“We’ve got a big job on our hands,” said Ben.

“The bigger the better,” declared Carter. “It takes a big job to wake us up.”

The boy was surprised and encouraged by his father’s aggressive attitude, and yet when he ventured to reintroduce the subject of ambulance service he saw his father shy off again. He was puzzled by this and went away after lunch to meet his chum Stanley.

A week later, as Carter was about to settle down on the front porch for an after-dinner smoke, Ben came along, took his arm and led him down the graveled path toward the road—out of sight of the house, where Mrs. Carter was washing the dishes. The boy kept his father’s arm in an unusually demonstrative manner until he stopped beneath an electric light.

Then he asked quite casually: “Dad, got your fountain pen with you?”

“Eh?”

The lad held out a paper.

“What in thunder is this?” demanded Carter.

“My enlistment papers, dad. I went down to the Marine Recruiting Office the other day and passed my physical. Now—they’ve left a place along the dotted line for you to sign because I’m under age.”

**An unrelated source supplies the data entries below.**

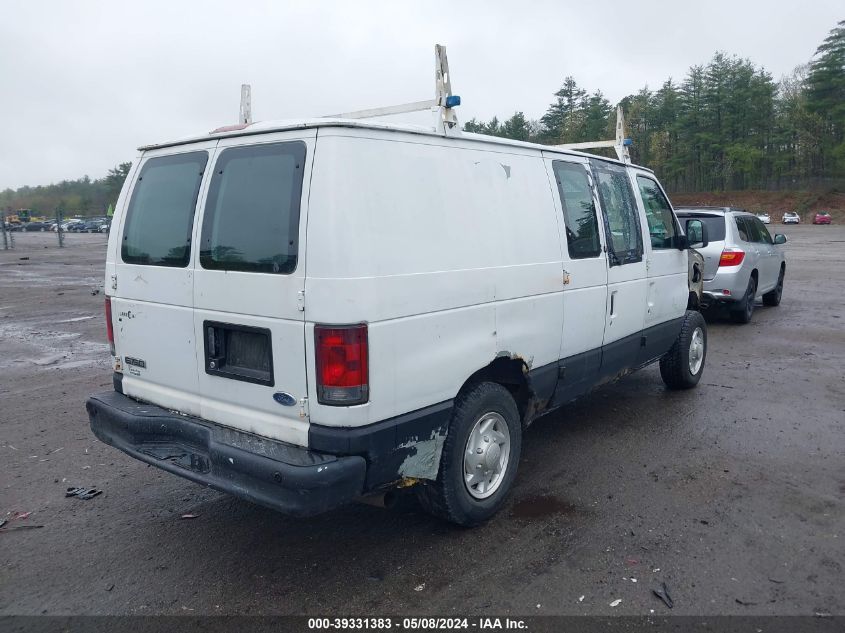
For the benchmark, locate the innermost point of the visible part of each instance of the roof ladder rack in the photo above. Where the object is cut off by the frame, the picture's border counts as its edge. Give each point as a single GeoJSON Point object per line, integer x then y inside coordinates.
{"type": "Point", "coordinates": [620, 143]}
{"type": "Point", "coordinates": [442, 106]}
{"type": "Point", "coordinates": [245, 117]}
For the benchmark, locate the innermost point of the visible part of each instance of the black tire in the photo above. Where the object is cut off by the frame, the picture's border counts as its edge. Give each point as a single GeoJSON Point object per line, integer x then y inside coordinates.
{"type": "Point", "coordinates": [773, 297]}
{"type": "Point", "coordinates": [675, 366]}
{"type": "Point", "coordinates": [745, 308]}
{"type": "Point", "coordinates": [448, 497]}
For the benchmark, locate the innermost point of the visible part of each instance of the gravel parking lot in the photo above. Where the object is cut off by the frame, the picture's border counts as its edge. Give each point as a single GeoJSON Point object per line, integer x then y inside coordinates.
{"type": "Point", "coordinates": [731, 494]}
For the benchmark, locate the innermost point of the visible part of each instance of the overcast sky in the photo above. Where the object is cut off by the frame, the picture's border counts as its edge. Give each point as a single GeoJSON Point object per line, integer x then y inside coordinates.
{"type": "Point", "coordinates": [85, 82]}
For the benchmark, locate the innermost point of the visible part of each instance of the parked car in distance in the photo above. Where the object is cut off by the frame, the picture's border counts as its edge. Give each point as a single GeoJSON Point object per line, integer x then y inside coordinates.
{"type": "Point", "coordinates": [741, 262]}
{"type": "Point", "coordinates": [66, 225]}
{"type": "Point", "coordinates": [403, 354]}
{"type": "Point", "coordinates": [31, 227]}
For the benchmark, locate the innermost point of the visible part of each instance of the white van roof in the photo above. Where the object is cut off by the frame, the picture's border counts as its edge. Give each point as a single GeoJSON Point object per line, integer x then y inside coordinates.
{"type": "Point", "coordinates": [264, 127]}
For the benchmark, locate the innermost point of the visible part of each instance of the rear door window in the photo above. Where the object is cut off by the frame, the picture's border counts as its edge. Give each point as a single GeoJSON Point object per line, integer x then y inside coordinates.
{"type": "Point", "coordinates": [746, 229]}
{"type": "Point", "coordinates": [762, 233]}
{"type": "Point", "coordinates": [160, 216]}
{"type": "Point", "coordinates": [622, 223]}
{"type": "Point", "coordinates": [579, 211]}
{"type": "Point", "coordinates": [658, 213]}
{"type": "Point", "coordinates": [251, 219]}
{"type": "Point", "coordinates": [715, 224]}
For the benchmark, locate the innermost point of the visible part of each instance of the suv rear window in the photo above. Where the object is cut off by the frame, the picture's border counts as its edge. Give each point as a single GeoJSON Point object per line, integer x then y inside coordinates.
{"type": "Point", "coordinates": [252, 215]}
{"type": "Point", "coordinates": [160, 217]}
{"type": "Point", "coordinates": [715, 224]}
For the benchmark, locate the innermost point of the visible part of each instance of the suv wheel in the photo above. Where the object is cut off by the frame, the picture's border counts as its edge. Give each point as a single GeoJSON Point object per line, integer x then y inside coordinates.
{"type": "Point", "coordinates": [772, 298]}
{"type": "Point", "coordinates": [681, 367]}
{"type": "Point", "coordinates": [743, 311]}
{"type": "Point", "coordinates": [480, 457]}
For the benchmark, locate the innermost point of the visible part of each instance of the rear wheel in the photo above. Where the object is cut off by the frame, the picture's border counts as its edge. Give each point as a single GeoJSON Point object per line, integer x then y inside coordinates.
{"type": "Point", "coordinates": [772, 298]}
{"type": "Point", "coordinates": [681, 367]}
{"type": "Point", "coordinates": [742, 313]}
{"type": "Point", "coordinates": [480, 457]}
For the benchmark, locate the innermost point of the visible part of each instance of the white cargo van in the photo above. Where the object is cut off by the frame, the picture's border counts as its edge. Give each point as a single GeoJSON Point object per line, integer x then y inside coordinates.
{"type": "Point", "coordinates": [303, 313]}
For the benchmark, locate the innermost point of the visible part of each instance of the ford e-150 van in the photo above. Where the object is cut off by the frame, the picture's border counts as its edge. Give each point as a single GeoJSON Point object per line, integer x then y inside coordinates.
{"type": "Point", "coordinates": [304, 313]}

The thing that astonished Carter most after the initial shock was a feeling of helplessness. It was as though his relations with his son had suddenly changed and the son had become the father. He was a foot shorter than the boy anyway, and now he felt two feet shorter. He saw a new light in the boy’s eyes, heard a fresh note of dominance. And yet it was only a brief time ago—a pitifully brief time ago—that he had been holding this same boy in his arms as a baby. Now he stood at the lad’s mercy, even though he still saw below the stalwart figure of the boy-man the downy-headed baby.